So you're not missing all AOL users. Sorry.

Posted by: Patterico at January 13, 2005 11:17 PM

Open two sitemeter accounts and place both scripts on your page. I did this and got different counts. Ooooofff...

Posted by: metermaid at January 14, 2005 07:46 AM

I only have experience w/ Site Meter... before I told it to stop counting my visits to my own blog, it was very accurate at showing the numbers and amount of time I spent visiting my site from the five or six different computers I use on a regular basis.

Insofar as the reason why this is important in the first place, it would not be hard for an unethical blogger to get help auto-generating lots of false hits to his blog. I guess advertisers need to have something to go on however.

Posted by: LCB at January 14, 2005 09:58 AM

With respect to the first comment in this thread: I am my company's alpha geek and I think the whole hit-counter/log analyser thing is a crock. They're order of magnitude numbers to fob marketroids off with. You can use them for broad-brush analysis, but as precise measures of site activity they're next to useless. Consider, for example, a site that is popular with students. The university I used to work for had a very, very big SQUID proxy to cut down on its freakishly enormous bandwidth costs. A lot of caching proxies are configured to ignore headers like Cache-Control:, Expires:, Last-Modified: and Pragma: on things like sitemeters (otherwise they'd be useless). They can be made to aggressively cache main body content, too. So 10,000 students could visit the same page within the cache expiration window and you'd see one hit. Even small businesses often have caching proxies.
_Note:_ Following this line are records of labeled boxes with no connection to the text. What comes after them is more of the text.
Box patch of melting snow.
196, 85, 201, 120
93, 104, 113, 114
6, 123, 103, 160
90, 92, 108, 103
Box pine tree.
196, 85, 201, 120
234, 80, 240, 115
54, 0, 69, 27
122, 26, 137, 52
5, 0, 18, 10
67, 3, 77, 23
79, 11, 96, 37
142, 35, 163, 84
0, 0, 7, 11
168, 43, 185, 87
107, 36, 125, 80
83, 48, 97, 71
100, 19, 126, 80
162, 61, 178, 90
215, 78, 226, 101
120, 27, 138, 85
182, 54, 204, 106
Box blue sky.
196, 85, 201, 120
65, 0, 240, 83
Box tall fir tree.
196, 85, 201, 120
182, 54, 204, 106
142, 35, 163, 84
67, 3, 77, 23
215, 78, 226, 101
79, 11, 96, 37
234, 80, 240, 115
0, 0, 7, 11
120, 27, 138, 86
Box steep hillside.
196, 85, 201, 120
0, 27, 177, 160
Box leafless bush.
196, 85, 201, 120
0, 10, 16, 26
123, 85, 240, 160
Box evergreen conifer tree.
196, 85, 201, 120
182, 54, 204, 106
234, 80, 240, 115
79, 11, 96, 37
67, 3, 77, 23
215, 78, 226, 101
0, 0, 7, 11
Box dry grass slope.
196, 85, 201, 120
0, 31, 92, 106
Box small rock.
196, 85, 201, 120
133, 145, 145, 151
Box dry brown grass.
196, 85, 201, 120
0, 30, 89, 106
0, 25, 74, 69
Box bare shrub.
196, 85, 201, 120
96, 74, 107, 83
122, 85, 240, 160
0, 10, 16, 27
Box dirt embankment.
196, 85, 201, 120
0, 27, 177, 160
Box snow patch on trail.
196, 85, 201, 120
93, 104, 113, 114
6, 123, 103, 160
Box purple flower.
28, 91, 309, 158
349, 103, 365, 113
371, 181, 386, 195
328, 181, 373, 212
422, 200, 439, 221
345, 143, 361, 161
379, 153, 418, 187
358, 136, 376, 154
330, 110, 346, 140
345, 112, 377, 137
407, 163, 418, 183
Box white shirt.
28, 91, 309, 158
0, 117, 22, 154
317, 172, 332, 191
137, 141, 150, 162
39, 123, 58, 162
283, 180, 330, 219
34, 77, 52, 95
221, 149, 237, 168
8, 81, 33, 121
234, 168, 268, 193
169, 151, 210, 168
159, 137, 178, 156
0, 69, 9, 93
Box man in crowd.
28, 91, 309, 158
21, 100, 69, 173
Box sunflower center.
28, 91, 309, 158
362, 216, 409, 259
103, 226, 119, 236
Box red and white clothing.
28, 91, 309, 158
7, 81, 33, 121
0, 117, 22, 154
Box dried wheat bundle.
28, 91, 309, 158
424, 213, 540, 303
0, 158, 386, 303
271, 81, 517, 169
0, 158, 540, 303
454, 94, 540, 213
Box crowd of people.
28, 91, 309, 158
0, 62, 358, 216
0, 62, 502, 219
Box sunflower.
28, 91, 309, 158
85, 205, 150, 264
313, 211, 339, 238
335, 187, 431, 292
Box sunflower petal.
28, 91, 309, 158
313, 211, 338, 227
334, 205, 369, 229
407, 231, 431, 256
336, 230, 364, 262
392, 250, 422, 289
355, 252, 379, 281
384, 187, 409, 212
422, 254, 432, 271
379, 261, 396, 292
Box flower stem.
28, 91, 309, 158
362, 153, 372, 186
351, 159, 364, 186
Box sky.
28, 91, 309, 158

Your ISP may well have one.

Before I upgraded to Firefox 1.0, the small cookie limit (300) in Firefox 0.8 meant I configured it to reject cookies from sitemeter.com. That screws up hits vs. uniques.

Hit counts are bogus numbers and have been for ever. Their degree of bogosity can only increase.

Posted by: David Gillies at January 15, 2005 03:06 AM

i work for a tech site in Asia. we use webalizer amongst other tools, as well as Doubleclick's DART as an ad serving tool. One method of measurement was take a DART count of the unique number of ads served throughout the site (there is an ad on every page). When compared with the page view numbers from webalizer, the result was consistently 40% - 60% lower from DART. so far, we've attributed this to spiders/crawlers and unfortunately, have used the smaller number for more prudent reporting to advertisers.